In the first two chapters of the book the author explains in a verbose manner his general theories without providing any example of how they could be applied. His failure to contextualise makes the first chapters of the book abstract and difficult to comprehend. The ideas behind his argument become more clear from the fourth chapter when he begins to apply them to the Conservative Governments of 1979-97 and the present Labour government. The presence of some examples or case studies in the first chapters would improve the readability enormously.

Later in the book the author generously contextualises his arguments and regularly provides the reader with examples from the the Thatcher, Blair, Major and Callaghan Governments. The author uses Margaret Thatcher's resignation to illustrate his theory of interdependence: he argues that Thatcher failed to realise 'that the exercise of power depended, not on destroying colleagues, but on maintaining their support'. This is particularly valuable since Thatcher's style of government is often used in arguments that the British government is becoming presidentialised.

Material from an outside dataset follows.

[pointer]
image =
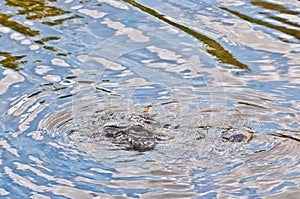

One weakness in the argument of the book involves Smith's perception of the level of dependency of the Prime Minister. For the most part the book argues that the Prime Minister is simply another dependent actor (albeit a relatively resource rich actor) and early in the book it states 'the starting point is that all actors within the core executive have resources, with no actor, or institution, having a monopoly'. However, the author contradicts this when says that the balance of resources changed 'with the Prime Minister taking on more of a leading role and having the resources to overrule ministers'. In order to have enough resources to overrule another actor surely the Prime Minister would have to secure a virtual monopoly of resources? Even though he would remain dependent on actors to an extent the fact that he can stop other actors from achieving their goals devalues the argument that Government works through alliance and not command.

Despite this contradiction The Core Executive in Britain provides a comprehensive introduction to the processes and agents at the centre of British government. While the book suffers from dry introductory chapters it improves later with its engaging examples of how the author's theory of interdependence and resource sharing applies to contemporary British politics.